The Calejo Control Adapter implements a comprehensive multi-layer safety framework designed to prevent equipment damage, operational hazards, and ensure reliable pump station operation under all conditions, including system failures, communication loss, and cyber attacks.

**Safety Philosophy**: "Safety First" - All setpoints must pass through safety enforcement before reaching SCADA systems.

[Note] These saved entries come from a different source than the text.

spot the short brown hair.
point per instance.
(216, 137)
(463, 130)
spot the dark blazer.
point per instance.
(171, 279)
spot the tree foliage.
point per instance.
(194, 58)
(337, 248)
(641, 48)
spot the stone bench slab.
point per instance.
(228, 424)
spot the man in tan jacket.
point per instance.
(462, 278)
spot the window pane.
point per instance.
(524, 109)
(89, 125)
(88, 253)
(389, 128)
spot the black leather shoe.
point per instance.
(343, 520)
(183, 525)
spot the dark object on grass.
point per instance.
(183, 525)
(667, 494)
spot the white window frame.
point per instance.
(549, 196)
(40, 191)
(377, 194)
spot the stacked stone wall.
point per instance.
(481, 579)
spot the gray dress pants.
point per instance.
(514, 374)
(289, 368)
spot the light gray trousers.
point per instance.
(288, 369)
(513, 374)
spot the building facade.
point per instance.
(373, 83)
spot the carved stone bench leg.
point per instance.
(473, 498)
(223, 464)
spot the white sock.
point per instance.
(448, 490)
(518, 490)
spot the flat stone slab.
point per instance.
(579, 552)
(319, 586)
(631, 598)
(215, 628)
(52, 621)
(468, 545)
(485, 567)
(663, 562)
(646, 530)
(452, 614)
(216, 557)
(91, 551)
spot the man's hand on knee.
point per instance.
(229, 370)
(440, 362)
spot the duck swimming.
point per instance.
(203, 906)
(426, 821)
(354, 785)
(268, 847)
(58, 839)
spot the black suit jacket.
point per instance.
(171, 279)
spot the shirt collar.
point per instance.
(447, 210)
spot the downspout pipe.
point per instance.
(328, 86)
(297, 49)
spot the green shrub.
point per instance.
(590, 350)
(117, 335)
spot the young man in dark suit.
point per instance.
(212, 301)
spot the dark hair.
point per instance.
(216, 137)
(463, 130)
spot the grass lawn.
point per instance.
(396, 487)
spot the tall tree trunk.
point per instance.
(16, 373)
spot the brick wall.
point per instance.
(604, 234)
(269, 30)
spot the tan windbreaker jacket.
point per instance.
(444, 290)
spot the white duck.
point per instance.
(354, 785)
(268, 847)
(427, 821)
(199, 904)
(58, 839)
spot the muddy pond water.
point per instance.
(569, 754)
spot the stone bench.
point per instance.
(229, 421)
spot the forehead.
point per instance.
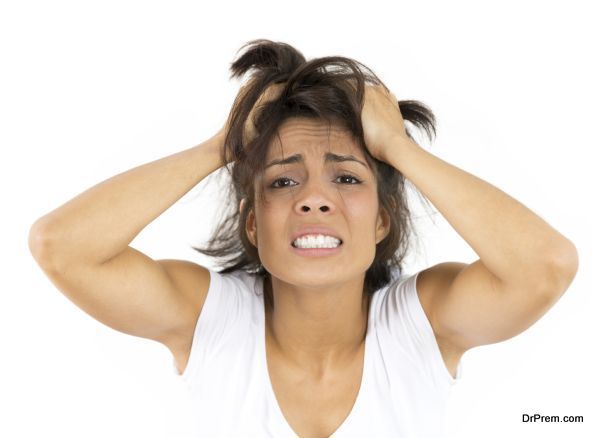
(312, 136)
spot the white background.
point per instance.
(91, 89)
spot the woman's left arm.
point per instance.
(525, 265)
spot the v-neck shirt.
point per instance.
(404, 387)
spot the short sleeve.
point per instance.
(402, 316)
(220, 313)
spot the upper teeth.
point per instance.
(317, 241)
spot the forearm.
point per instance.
(512, 241)
(100, 223)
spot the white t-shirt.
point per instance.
(405, 383)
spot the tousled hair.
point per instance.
(329, 89)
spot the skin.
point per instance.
(319, 317)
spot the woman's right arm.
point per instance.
(83, 247)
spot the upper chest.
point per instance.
(315, 409)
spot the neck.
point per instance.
(316, 331)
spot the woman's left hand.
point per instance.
(382, 122)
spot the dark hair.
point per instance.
(330, 89)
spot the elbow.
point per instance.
(39, 241)
(563, 266)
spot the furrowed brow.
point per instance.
(329, 157)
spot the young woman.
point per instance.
(311, 328)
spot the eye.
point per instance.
(276, 186)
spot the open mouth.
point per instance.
(314, 247)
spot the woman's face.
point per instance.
(314, 192)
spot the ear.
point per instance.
(383, 225)
(250, 223)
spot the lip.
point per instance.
(316, 252)
(315, 230)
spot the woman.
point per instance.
(310, 328)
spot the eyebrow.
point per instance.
(298, 158)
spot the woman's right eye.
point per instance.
(275, 186)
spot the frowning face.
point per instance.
(316, 175)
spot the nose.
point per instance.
(313, 199)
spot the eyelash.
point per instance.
(289, 179)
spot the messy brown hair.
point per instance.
(329, 89)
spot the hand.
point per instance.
(381, 121)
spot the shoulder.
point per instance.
(431, 283)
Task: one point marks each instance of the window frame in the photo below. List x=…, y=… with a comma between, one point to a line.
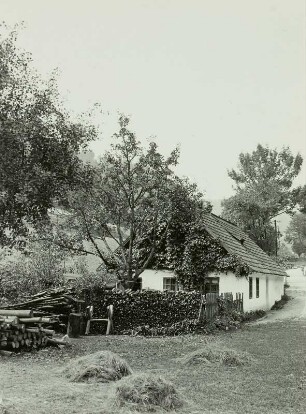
x=170, y=283
x=257, y=287
x=250, y=287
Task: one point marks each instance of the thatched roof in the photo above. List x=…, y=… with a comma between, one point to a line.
x=236, y=242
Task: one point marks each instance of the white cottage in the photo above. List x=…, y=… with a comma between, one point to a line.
x=263, y=286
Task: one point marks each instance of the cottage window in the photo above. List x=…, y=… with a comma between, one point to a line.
x=250, y=287
x=257, y=287
x=169, y=283
x=212, y=285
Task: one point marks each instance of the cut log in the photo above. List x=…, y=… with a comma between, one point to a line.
x=53, y=341
x=5, y=353
x=19, y=313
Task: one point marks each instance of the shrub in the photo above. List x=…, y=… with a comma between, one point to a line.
x=146, y=310
x=103, y=366
x=279, y=304
x=145, y=392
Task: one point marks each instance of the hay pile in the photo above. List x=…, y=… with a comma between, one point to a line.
x=147, y=393
x=102, y=366
x=216, y=354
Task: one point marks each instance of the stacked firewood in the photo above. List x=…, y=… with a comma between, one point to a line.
x=19, y=329
x=58, y=301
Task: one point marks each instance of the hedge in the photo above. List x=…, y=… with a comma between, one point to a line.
x=150, y=309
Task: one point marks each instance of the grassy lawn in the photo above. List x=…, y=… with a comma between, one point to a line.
x=273, y=382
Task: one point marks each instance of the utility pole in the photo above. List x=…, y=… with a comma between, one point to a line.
x=276, y=241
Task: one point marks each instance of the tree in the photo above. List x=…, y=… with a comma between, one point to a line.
x=38, y=143
x=263, y=186
x=127, y=201
x=296, y=233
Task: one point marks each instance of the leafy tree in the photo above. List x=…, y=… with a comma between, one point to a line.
x=263, y=186
x=39, y=267
x=127, y=200
x=38, y=143
x=296, y=233
x=301, y=196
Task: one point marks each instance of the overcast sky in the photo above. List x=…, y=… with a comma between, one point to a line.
x=215, y=76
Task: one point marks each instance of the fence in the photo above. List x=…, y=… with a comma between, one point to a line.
x=210, y=304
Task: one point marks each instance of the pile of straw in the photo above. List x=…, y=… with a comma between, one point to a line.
x=146, y=392
x=215, y=354
x=102, y=366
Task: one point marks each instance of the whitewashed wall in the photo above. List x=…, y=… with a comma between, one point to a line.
x=271, y=288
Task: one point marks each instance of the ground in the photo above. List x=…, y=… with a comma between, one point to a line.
x=274, y=382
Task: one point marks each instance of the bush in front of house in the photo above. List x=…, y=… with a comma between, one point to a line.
x=145, y=311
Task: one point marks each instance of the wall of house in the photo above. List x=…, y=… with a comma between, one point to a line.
x=271, y=288
x=153, y=279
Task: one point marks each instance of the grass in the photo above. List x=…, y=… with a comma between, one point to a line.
x=102, y=366
x=214, y=353
x=274, y=381
x=147, y=393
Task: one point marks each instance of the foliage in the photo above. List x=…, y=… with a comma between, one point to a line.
x=128, y=198
x=91, y=280
x=38, y=142
x=22, y=275
x=296, y=233
x=153, y=309
x=263, y=182
x=203, y=254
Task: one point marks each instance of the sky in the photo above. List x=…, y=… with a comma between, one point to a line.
x=215, y=77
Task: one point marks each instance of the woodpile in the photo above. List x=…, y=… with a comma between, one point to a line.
x=56, y=303
x=20, y=330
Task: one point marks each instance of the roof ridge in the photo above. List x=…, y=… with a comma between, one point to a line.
x=227, y=221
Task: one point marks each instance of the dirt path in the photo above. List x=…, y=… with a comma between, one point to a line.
x=295, y=309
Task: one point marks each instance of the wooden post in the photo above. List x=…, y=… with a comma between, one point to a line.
x=74, y=325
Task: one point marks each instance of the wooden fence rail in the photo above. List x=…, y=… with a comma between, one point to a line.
x=209, y=304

## Multi-Layer Safety Architecture

### Three-Layer Safety Model

```
┌─────────────────────────────────────────────────────────┐
│  Layer 3: Optimization Constraints (Calejo Optimize)    │
│  - Economic optimization bounds: 25-45 Hz               │
│  - Energy efficiency constraints                        │
│  - Production optimization limits                       │
└─────────────────────────────────────────────────────────┘
                          ↓
┌─────────────────────────────────────────────────────────┐
│  Layer 2: Station Safety Limits (Control Adapter)       │
│  - Database-enforced limits: 20-50 Hz                   │
│  - Rate of change limiting                              │
│  - Emergency stop integration                           │
│  - Failsafe mechanisms                                  │
└─────────────────────────────────────────────────────────┘
                          ↓
┌─────────────────────────────────────────────────────────┐
│  Layer 1: Physical Hard Limits (PLC/VFD)                │
│  - Hardware-enforced limits: 15-55 Hz                   │
│  - Physical safety mechanisms                           │
│  - Equipment protection                                 │
└─────────────────────────────────────────────────────────┘
```

## Safety Components

### 1. Safety Limit Enforcer (`src/core/safety.py`)

#### Purpose
The Safety Limit Enforcer is the **LAST line of defense** before setpoints are exposed to SCADA systems. ALL setpoints MUST pass through this enforcer.

#### Key Features

- **Multi-Layer Limit Enforcement**:
  - Hard operational limits (speed, level, power, flow)
  - Rate of change limiting
  - Emergency stop integration
  - Failsafe mode activation

- **Safety Limit Types**:
  ```python
  @dataclass
  class SafetyLimits:
      hard_min_speed_hz: float          # Minimum speed limit (Hz)
      hard_max_speed_hz: float          # Maximum speed limit (Hz)
      hard_min_level_m: Optional[float] # Minimum level limit (meters)
      hard_max_level_m: Optional[float] # Maximum level limit (meters)
      hard_max_power_kw: Optional[float] # Maximum power limit (kW)
      max_speed_change_hz_per_min: float # Rate of change limit
  ```

#### Enforcement Process

```python
def enforce_setpoint(station_id: str, pump_id: str, setpoint: float) -> Tuple[float, List[str]]:
    """
    Enforce safety limits on setpoint.
    
    Returns:
        Tuple of (enforced_setpoint, violations)
        - enforced_setpoint: Safe setpoint (clamped if necessary)
        - violations: List of safety violations (for logging/alerting)
    """
    
    # 1. Check emergency stop first (highest priority)
    if emergency_stop_active:
        return (0.0, ["EMERGENCY_STOP_ACTIVE"])
    
    # 2. Enforce hard speed limits
    if setpoint < hard_min_speed_hz:
        enforced_setpoint = hard_min_speed_hz
        violations.append("BELOW_MIN_SPEED")
    elif setpoint > hard_max_speed_hz:
        enforced_setpoint = hard_max_speed_hz
        violations.append("ABOVE_MAX_SPEED")
    
    # 3. Enforce rate of change limits
    rate_violation = check_rate_of_change(previous_setpoint, enforced_setpoint)
    if rate_violation:
        enforced_setpoint = limit_rate_of_change(previous_setpoint, enforced_setpoint)
        violations.append("RATE_OF_CHANGE_VIOLATION")
    
    # 4. Return safe setpoint
    return (enforced_setpoint, violations)
```

### 2. Emergency Stop Manager (`src/core/emergency_stop.py`)

#### Purpose
Provides manual override capability for emergency situations with highest priority override of all other controls.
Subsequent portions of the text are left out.